Kenapa demikian? Karena sudah pasti secara otomatis Jokowi akan kehilangan kepercayaan masyarakat luas untuk memilihnya menjadi Presiden RI. Ibaratnya, sama Puan Maharani saja di usir, apalagi kalau ia sudah jadi Presiden?
Kan fatal akibatnya bilamana ada kebijakan-kebijakan dan peraturan-peraturan Presiden yang tak disetujui oleh Puan Maharani, maka Jokowi akan kena semprot dan tak menutup kemungkinan mengusirnya. Ini yang tak diinginkan oleh masyarakat luas, tak seorangpun mau Presidennya hanya sebagai boneka saja.
Kesalahan fatal dalam pelaksanaan kaidah dan etika jurnalistik tak memperhatikan hal ini, namun betapa kasihannya perjuangannya Jokowi selama ini kalau sampai ia gagal mendapatkan dukungan rakyat hanya karena pemberitaan yang sepele itu.
2. Makanan Empuk Para Lawan Politik Jokowi
Disadari atau tidak, dengan adanya pemberitaan dari The Jakarta Post itu akan menjadi makanan empuk bagi para lawan politik Jokowi. Mereka seolah-olah telah mendapatkan senjata baru untuk menumbangkan Jokowi sebelum sampai ke Istana Negara dan menjadi orang nomor satu di negeri ini.
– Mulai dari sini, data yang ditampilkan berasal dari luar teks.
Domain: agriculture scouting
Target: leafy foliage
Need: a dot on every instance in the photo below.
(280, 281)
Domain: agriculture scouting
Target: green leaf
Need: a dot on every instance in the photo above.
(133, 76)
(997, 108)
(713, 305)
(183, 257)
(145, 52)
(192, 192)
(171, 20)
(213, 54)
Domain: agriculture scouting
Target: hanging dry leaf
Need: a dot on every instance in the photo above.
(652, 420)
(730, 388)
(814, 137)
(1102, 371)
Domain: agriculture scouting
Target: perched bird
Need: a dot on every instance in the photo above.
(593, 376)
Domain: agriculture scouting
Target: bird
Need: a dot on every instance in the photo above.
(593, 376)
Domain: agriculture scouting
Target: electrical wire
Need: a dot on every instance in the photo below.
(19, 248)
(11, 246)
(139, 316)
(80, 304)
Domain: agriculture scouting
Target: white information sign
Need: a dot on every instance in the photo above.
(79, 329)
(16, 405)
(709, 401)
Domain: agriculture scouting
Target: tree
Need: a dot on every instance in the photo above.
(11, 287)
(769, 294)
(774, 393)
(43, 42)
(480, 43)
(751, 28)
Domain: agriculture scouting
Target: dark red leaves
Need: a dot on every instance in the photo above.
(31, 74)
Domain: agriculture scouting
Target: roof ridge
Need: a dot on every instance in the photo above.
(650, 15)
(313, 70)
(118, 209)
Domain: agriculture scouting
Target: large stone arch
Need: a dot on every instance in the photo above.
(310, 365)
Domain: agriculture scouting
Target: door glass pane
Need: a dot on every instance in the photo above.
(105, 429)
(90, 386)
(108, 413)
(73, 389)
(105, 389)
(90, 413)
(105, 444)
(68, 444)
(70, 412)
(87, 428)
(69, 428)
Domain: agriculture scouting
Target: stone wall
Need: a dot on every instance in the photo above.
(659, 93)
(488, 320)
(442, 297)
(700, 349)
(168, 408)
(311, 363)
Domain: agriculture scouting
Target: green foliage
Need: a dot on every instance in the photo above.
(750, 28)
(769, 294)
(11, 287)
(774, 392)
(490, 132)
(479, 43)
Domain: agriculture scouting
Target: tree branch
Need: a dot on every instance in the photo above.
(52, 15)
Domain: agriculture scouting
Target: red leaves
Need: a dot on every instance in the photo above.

Para lawan politik Jokowi akan dengan mudah mempengaruhi masyarakat plus ta$bahan berbagai macam bumbu-bumbu penyedap seolah-olah berkata, ini lho calon Presiden negara ini, apa kalian mau punya Presiden yang gampang diatur-atur, dimarah-marahi dan diusir?
Mau jadi apa negara ini kalau Presidennya mudah disetir dan diatur-atur harus begini harus beginu? Bukan tak mungkin kesan dan stigma macam begitu itu diciptakan oleh para lawan politik Jokowi untuk mempengaruhi alam bawah sadar msayarakat luas sehingga mereka pun menjadi ragu dan berpikir dua kali untuk memilihnya menjadi Presiden.
3. Pembunuhan Karakter Jokowi
Setiap manusia punya keterbatasan mental dan karakter. Seorang pemimpin yang tangguh sekalipun ketika dibombardir dengan pemberitaan-pemberitaan yang miring, suatu saat nanti akan tumbang juga.
Seseorang yang mengalami pembunuhan karakter akan membuat pergerakannya menjadi terkunci, mau begini salah, mau begitu juga salah. Semuanya serba salah. Inilah jahatnya pembunuhan karakter. Bukan tak mungkin Jokowi pun akan mengalami hal yang sama akibat dari pemberitaan itu, yang kalau kalau saja seandainya benar, akan membuat karakternya tumbang dan kelimpungan.
Pemberitaan itu kelihatannya sepele hanyalah bentuk reportasi ringan biasa, namun siapa sangka akibat dan imbasnya bisa membuat kerusakan yang sedemikan parahnya.
Meralat Berita Bukan Dosa Besar
UU Pers di negeri ini memberikan kesempatan kepada media untuk meralat suatu pemberitaan. Memang iya sih fungsi media yaitu memberitakan suatu pemberitaan yang aktual dan terpercaya, akan tetapi sejatinya ketika akan merilis ke publik, sejatinya media juga memperhatikan aspek-aspek kerugian yang akan diderita oleh sosok yang dijadikan target pemberitaan.
Kalau memang hati nurani sudah buta dan tuli dan tak peka dengan hal ini, ya mau bilang apa lagi.